John Keane Macra president

“The minister seems to be framing the conversation in terms of carbon reduction for agriculture in the 21-30% bracket – we’ll know soon.

“Herd reduction is not going to provide a way into farming for young farmers. Even stabilisation needs definition – what does it mean?

“Young Irish farmers are among the most educated in the world, and we are ready to play our part. We have consistently called for a succession scheme to offer the older generation a chance to retire, but it must also allow young farmers in. We can’t lock young farmers out and let retiring farmers’ land go wild.”

Bobby Miller, Irish Grain Growers chair

“A lot of figures are being landed on our plates at present. I would have an issue that the discussion is all about the cow.

“Tillage farmers are in a prime position to help achieve our sectoral target. Increased tillage acres will reduce our emissions targets.

“The carbon value of homegrown grain is being neglected – Bord Bia make no differentiation between Irish grain and that shipped in from the far side of the world.

“Anaerobic digestion needs long-term support from Government. You can’t have the plug pulled like happened with oilseed rape biofuel and miscanthus.”

Dermot Kelleher ICSA president

“The KPMG report highlights the scale of the challenge facing farming to meet its carbon emissions reduction targets.

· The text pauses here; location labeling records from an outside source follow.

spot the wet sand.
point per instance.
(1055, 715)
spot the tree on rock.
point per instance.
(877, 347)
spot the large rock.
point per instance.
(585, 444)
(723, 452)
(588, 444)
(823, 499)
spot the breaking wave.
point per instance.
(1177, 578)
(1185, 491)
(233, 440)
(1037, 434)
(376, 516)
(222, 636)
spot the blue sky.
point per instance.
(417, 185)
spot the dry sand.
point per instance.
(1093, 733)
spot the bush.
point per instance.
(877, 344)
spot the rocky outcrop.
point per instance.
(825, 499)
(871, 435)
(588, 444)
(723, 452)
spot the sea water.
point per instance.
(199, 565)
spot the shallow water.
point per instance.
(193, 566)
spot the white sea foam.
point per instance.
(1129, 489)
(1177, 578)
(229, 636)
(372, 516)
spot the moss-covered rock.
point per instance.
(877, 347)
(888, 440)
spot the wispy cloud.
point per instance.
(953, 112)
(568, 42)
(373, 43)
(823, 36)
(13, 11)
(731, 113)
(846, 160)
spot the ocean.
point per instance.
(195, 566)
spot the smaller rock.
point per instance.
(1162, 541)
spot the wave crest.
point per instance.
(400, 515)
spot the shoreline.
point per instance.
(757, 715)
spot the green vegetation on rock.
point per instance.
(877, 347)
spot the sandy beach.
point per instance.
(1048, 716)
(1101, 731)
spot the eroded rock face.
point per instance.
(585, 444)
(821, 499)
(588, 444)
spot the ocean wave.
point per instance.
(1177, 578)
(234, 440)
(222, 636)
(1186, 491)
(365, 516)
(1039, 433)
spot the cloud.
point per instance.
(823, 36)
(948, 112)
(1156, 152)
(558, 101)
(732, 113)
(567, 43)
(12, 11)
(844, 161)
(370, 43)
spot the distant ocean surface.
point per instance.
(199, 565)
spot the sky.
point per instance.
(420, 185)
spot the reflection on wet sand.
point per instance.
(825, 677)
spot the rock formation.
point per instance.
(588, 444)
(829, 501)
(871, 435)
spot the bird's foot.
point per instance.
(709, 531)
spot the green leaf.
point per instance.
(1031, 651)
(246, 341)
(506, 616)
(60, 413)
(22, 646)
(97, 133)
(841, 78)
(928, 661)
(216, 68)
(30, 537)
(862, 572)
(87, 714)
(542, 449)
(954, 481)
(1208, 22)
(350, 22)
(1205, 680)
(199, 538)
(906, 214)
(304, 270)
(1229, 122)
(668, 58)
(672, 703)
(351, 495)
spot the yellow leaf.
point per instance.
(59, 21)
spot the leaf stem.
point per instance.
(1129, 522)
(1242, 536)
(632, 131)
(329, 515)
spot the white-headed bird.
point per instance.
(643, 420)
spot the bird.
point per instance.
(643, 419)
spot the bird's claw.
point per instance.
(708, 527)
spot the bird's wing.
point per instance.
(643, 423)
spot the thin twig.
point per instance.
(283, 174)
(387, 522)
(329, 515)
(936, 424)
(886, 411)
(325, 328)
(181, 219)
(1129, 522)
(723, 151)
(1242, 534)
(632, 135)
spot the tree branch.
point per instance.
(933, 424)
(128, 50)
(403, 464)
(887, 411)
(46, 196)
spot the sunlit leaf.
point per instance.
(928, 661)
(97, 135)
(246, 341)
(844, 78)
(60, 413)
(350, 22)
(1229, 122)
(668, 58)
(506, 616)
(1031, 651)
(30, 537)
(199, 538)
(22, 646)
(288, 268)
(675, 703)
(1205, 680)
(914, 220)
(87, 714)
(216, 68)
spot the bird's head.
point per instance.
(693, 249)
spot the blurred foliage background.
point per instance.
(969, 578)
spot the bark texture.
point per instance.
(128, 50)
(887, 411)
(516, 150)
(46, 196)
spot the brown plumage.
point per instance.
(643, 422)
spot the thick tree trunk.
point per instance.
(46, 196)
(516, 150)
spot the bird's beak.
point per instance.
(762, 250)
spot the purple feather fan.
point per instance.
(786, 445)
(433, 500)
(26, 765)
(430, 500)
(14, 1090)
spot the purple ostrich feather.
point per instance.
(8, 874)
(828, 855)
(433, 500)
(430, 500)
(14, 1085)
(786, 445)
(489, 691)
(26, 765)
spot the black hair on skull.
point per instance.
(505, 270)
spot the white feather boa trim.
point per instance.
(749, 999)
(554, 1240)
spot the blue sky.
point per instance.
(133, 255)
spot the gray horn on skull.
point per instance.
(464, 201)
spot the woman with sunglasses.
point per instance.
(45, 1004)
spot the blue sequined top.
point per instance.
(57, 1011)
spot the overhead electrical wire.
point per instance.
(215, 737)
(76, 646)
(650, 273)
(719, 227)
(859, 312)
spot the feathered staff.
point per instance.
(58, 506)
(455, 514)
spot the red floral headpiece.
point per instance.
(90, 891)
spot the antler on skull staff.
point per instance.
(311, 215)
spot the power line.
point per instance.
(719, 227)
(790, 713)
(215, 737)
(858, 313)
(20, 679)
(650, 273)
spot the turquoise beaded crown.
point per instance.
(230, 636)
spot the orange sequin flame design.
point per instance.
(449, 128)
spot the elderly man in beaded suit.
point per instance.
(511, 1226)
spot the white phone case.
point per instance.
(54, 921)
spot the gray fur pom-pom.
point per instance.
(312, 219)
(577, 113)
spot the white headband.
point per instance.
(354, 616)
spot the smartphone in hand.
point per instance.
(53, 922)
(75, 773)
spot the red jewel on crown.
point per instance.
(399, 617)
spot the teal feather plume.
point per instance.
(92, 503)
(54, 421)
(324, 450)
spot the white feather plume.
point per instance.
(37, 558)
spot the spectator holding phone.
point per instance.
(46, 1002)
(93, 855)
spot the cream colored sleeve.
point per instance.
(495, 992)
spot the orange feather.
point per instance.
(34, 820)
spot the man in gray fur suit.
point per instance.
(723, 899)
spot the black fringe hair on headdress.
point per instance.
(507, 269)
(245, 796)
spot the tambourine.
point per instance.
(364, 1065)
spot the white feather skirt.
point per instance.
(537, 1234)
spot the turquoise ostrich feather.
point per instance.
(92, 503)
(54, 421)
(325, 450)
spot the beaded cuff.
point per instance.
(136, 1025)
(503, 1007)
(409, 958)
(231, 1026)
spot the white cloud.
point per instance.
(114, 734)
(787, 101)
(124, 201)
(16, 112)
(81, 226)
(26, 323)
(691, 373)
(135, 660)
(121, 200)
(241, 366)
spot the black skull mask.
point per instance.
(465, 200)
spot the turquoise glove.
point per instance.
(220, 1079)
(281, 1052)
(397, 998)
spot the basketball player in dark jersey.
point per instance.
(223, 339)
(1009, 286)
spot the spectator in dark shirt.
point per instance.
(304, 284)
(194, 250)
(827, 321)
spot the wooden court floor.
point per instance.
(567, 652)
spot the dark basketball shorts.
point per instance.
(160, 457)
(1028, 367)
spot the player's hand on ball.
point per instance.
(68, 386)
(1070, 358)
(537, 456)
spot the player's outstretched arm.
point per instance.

“Ireland has to get the balance right between being a good global citizen without sacrificing its national interests. Look at the COP26 in Glasgow – India and China are moving at a pace that suits themselves, while Germany is slow to remove its coal production.

“In rural Ireland we should do our bit, but we have to maintain the economic sustainability of family farms, especially low-income drystock farms, as we take the steps to ensure environmental sustainability.”

Vincent Roddy INHFA president

“We are very concerned at the deep impact the KPMG and CCAC reports show for our farmers and rural communities.

“Reducing Ireland’s suckler beef production and replacing it with beef produced from burned down or cut-away Brazilian rainforests will increase global emissions while impoverishing our rural communities.

“The 2018 EU Report Grazing for Carbon found extensively farmed systems like Irish suckler farms are an excellent means of sequestering carbon. To reduce emissions globally, the focus must be on the farming systems and not the cow numbers – it’s not the cow, it’s the how.”